Assim como Ana Caroline, Morgana suspeita de que suas petições não estão sendo lidas pelo STF. Isso porque um de seus clientes, em liberdade provisória, perdeu o emprego, em virtude da limitação de distância estabelecida pela tornozeleira eletrônica. A advogada fez sucessivos pedidos ao juiz responsável pelo caso do homem em seu Estado de origem. O magistrado, porém, avisa que não tem competência para deliberar sobre o caso, e o envia ao STF. Ao chegar à Corte, não há mais respostas sobre a situação. “Fazemos cursos e nos especializamos para dar de cara com essa situação totalmente anormal”, desabafou Morgana. “Essas pessoas nem deveriam estar sendo julgadas pelo STF, visto que não têm foro privilegiado. Sinto-me completamente impotente diante de todo esse cenário.”
“Não pedimos privilégio, mas que os presos sejam julgados conforme a lei. Quando abrimos esse precedente, estamos muito próximos de um Estado de exceção”
Géssica Almeida vive a mesma situação das colegas. Em regime pro bono, ela tem três clientes ainda detidos em penitenciárias. A advogada se assustou quando viu os mesmos crimes supostamente cometidos por todos os manifestantes que atende. Um deles está previsto no artigo 359-L da Lei 14.197, de 2021, que trata da “abolição do Estado Democrático de Direito”. “Colocaram uma régua em todos”, observou a advogada, ao mencionar que a pena para esse crime vai de quatro a oito anos. “Além disso, não há previsão para essa situação acabar. Nós torcemos para que haja uma definição. Por enquanto, estamos no escuro.”
Apelos por justiça
Nesta semana, depois de Moraes tornar réus mais de 250 manifestantes, 55 advogados dos presos no 8 de janeiro foram ao Congresso Nacional para pedir justiça e denunciar abusos cometidos pelo STF. “O STF usurpa a competência legítima da Justiça Federal e tira o direito ao duplo grau de jurisdição, previsto em lei”, disse a advogada Carolina Sievra. “Não pedimos privilégio, mas que os presos sejam julgados conforme a lei. Quando abrimos esse precedente, estamos muito próximos de um Estado de exceção. Tirar dessas pessoas o direito de terem um juiz natural e as argumentações de defesa é ferir de morte a Constituição.”

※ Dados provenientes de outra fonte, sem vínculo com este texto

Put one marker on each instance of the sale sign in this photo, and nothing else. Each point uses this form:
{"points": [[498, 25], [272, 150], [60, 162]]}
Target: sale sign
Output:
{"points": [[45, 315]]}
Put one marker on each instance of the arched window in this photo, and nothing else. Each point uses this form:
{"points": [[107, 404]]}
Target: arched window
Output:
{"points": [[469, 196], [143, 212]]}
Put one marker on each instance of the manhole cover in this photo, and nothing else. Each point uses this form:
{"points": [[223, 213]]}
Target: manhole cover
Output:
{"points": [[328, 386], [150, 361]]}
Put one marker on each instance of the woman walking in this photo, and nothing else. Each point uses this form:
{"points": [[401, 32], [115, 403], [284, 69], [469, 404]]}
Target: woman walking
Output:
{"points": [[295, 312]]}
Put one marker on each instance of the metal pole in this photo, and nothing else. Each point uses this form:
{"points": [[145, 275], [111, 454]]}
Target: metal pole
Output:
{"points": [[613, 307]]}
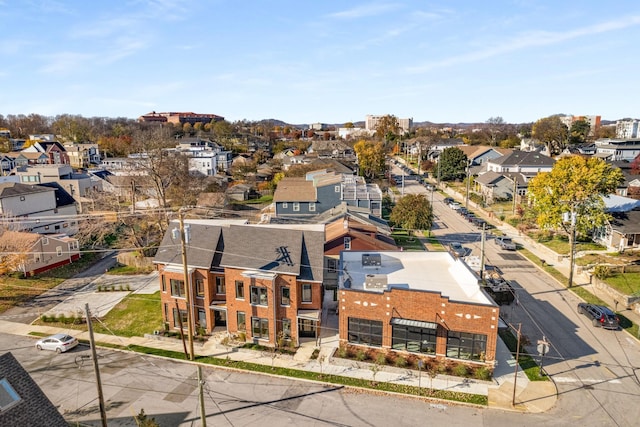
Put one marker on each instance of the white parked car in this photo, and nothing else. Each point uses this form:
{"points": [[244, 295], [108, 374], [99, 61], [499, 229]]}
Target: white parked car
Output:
{"points": [[58, 343]]}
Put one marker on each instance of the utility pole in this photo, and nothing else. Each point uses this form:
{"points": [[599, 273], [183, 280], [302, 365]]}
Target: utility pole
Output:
{"points": [[515, 378], [482, 241], [468, 183], [203, 412], [184, 239], [96, 368], [572, 242]]}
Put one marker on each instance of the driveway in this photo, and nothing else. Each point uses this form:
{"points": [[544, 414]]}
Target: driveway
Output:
{"points": [[71, 296]]}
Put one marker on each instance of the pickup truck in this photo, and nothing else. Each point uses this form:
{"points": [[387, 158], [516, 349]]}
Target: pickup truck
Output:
{"points": [[506, 243]]}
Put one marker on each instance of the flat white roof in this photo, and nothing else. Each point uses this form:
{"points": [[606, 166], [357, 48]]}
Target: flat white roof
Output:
{"points": [[420, 271]]}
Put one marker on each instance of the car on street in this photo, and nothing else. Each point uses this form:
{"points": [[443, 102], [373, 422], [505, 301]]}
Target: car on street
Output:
{"points": [[457, 249], [600, 316], [58, 343], [505, 243]]}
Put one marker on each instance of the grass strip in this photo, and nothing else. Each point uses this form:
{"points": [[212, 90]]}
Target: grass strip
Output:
{"points": [[525, 360], [475, 399]]}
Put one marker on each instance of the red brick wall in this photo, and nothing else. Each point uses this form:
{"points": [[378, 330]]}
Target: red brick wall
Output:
{"points": [[422, 306]]}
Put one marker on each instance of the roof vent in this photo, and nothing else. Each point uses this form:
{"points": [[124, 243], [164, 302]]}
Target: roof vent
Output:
{"points": [[376, 282], [371, 260]]}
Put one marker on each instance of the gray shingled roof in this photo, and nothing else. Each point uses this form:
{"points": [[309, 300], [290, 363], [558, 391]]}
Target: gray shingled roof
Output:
{"points": [[524, 158], [34, 408], [297, 252], [9, 189], [203, 241]]}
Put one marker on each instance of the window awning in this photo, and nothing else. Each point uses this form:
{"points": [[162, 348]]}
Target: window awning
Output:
{"points": [[414, 323], [309, 315], [176, 269], [218, 305]]}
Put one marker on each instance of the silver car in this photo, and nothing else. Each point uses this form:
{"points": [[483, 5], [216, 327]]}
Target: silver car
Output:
{"points": [[58, 343]]}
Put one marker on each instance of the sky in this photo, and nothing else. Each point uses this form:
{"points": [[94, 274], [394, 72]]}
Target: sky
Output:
{"points": [[327, 61]]}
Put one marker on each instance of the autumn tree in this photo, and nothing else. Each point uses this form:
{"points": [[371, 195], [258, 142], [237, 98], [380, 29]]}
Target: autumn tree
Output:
{"points": [[579, 132], [452, 164], [570, 196], [371, 158], [552, 132], [495, 127], [412, 212], [72, 128], [387, 128]]}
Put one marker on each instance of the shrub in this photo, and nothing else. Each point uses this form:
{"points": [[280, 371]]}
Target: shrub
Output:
{"points": [[483, 373], [602, 272], [461, 370], [342, 352]]}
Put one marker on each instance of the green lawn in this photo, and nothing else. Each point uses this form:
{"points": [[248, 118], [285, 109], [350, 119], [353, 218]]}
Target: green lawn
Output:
{"points": [[627, 283], [406, 241], [135, 315], [16, 290]]}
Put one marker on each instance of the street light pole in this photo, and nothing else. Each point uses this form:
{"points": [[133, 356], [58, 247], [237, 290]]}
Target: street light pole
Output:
{"points": [[468, 182], [187, 283]]}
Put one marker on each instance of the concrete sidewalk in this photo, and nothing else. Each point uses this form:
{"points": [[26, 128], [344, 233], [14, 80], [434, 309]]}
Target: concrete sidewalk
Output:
{"points": [[529, 396]]}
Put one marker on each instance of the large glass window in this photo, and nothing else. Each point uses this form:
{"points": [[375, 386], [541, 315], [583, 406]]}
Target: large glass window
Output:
{"points": [[286, 296], [415, 339], [307, 295], [463, 345], [221, 288], [200, 288], [259, 295], [364, 331], [177, 288], [239, 289], [177, 317], [242, 321], [286, 329], [260, 328]]}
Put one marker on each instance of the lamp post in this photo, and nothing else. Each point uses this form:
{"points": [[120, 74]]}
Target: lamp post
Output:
{"points": [[570, 218], [466, 205]]}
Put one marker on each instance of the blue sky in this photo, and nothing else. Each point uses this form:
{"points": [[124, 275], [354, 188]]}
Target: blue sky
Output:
{"points": [[305, 61]]}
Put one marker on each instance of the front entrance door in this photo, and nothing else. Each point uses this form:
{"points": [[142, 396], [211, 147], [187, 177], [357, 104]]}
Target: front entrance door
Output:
{"points": [[306, 328], [219, 318]]}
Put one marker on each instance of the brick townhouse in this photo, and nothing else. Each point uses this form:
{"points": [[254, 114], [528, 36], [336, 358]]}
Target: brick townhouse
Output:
{"points": [[422, 302], [263, 281]]}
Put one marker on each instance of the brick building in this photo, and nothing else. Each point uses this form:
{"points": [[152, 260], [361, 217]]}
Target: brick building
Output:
{"points": [[263, 281], [421, 302], [179, 118]]}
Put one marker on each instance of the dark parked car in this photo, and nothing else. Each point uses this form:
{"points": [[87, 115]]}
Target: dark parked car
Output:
{"points": [[600, 316]]}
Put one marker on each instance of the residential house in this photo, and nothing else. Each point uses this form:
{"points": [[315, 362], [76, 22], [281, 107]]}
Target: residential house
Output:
{"points": [[179, 118], [332, 150], [322, 190], [44, 209], [42, 252], [22, 402], [260, 282], [25, 158], [83, 156], [7, 163], [616, 150], [387, 301], [351, 232], [55, 151], [528, 163], [76, 184], [479, 154], [495, 187]]}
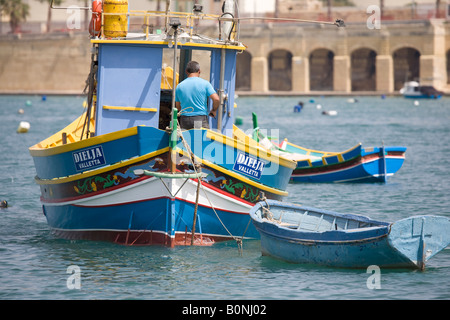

Antes mesmo desse encontro, a atuação do STF nos casos do 8 de janeiro incomodaram até advogados pró-Lula, ligados ao movimento Prerrogativas. O grupo publicou um artigo no jornal O Estado de S. Paulo com críticas ao cerceamento do direito de defesa dos manifestantes e às violações de direitos dos advogados. Depois de listarem uma série de abusos, eles fizeram um apelo: “Limitações de acesso a elementos dos autos, restrição ao uso da palavra, denúncias genéricas são limitações ao exercício do direito de defesa que não podem habitar no Brasil pós-8 de janeiro, porque são diretrizes incompatíveis com a Constituição e a nossa democracia.”